Info sur le film
Titre originalMiss Hokusai
Durée93 min
GenreAnimation, Biographie romancée
RéalisateurKeiichi Hara
Sortie2 septembre 2015

Miss Hokusai

Mère des phoques
Thématique
18 novembre
2015

Miss Hokusai se focalise sur une année de la vie d'O-Ei, 1814, l'une des filles du peintre Katsushika Hokusai, connu pour ses œuvres telles que La vague et Le rêve de la femme du pêcheur ou encore sa capacité à peindre sur une surface de 120 tatamis comme sur un grain de riz. Parce que les œuvres signées sous le nom de la peintre ne correspondent pas chronologiquement, les historiens pensent qu'elle a dû réaliser certaines de son père quand celui-ci vivait ses dernières années.

Synopsis

En 1814, HOKUSAI est un peintre reconnu de tout le Japon. Il réside avec sa fille O-Ei dans la ville d’EDO (l’actuelle TOKYO), enfermés la plupart du temps dans leur étrange atelier aux allures de taudis. Le "fou du dessin", comme il se plaisait lui-même à se nommer et sa fille réalisent à quatre mains des œuvres aujourd’hui célèbres dans le monde entier. O-Ei, jeune femme indépendante et éprise de liberté, contribue dans l’ombre de son père à cette incroyable saga artistique.

Sarusuberi ou Miss Hokusai, manga historique d'Hinako Sugiura qui inspira grandement le réalisateur de Colorful – film centré sur les comportements risqués des jeunes : suicide et prostitution- Keīchi Hara pour animer Miss Hokusai. Hinako Sugiura (1958-2005), née Junko Suzugi dans une famille de confectionneurs de kimono était une historienne spécialiste de l'ère Edo : 1600-1868. « Elle en parlait comme si elle venait juste de s'y promener ! » s'exclame Keīchi Hara.
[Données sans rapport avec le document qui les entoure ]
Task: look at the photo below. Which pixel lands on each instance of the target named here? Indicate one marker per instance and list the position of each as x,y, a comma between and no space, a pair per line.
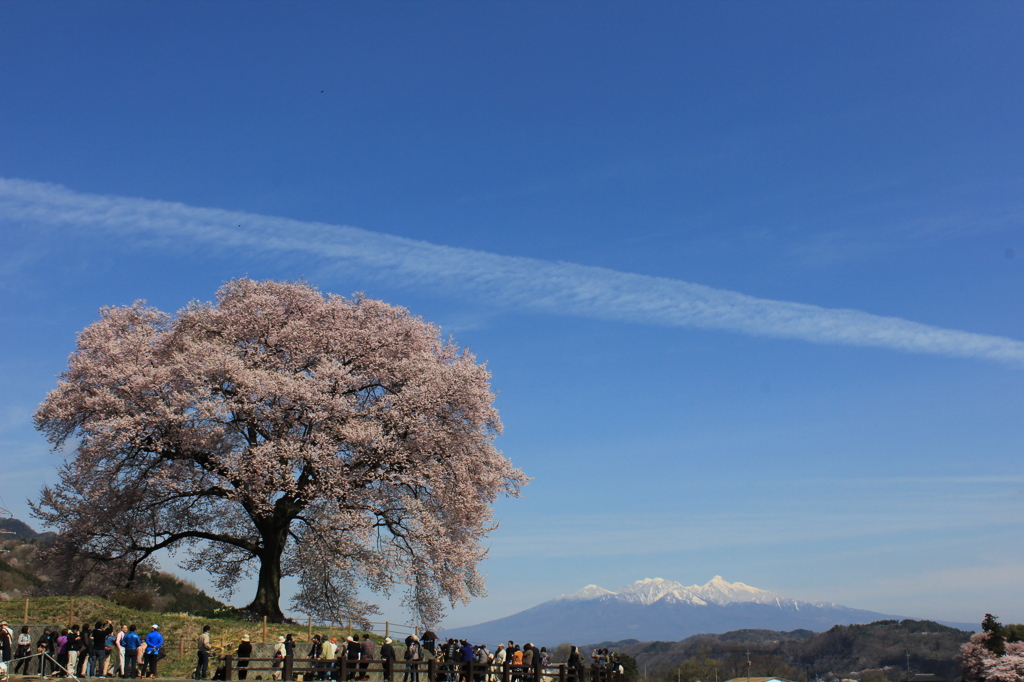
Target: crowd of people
110,651
79,651
455,661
Discrète, le sourire timide, l'expression douce, la démarche gracieuse, la voix fluette, c'est ainsi que beaucoup s'imaginent la femme japonaise traditionnelle. Cependant, O-Ei Hokusai marche le pas assuré, fume et présente un air contrarié. « Elle n'était pas réputée jolie et faire aujourd'hui un long-métrage d'animation où l'héroïne est trop moche relève de l'impossible » s'exprima le réalisateur.  Sa voix basse en version originale, elle le doit à An Watanabe qui revêtait un kimono pour les enregistrements, persuadée que vêtue à l'occidentale le résultat différerait. Le personnage principal d'O-Ei vient renverser la donne et ce dès le départ, très vite une musique rock se déclenche, surprenant le public, le but étant de montrer qu'O-Ei est en décalage sur son époque.

Elle-même peintre, elle vivait avec son père qui logeait aussi certains de ses disciples, à une époque où même les époux ont chacun leur chambre. O-Ei dit de son père qu'il ne boit pas ou ne fume pas mais qu'il doit aimer les femmes car il peint des œuvres érotiques. Les clients affirment que les œuvres érotiques de la jeune peintre sont trop froides, elle affirmera plus tard à un riche homme duquel elle est attirée qu'elle trouve ces représentations vulgaires. Actuellement au Japon, il est mal perçu, voire honteux, de ne pas être marié/e à 25 ans, l'âge du mariage devait être moins avancé à l'époque d'O-Ei qui ne s'est mariée qu'une fois et ce fut un échec suite auquel elle retourne vivre chez son père, chez lequel il règne une drôle d'organisation, les habitants ne rangent ou nettoient jamais, quand les débris s'accumulent ils déménagent.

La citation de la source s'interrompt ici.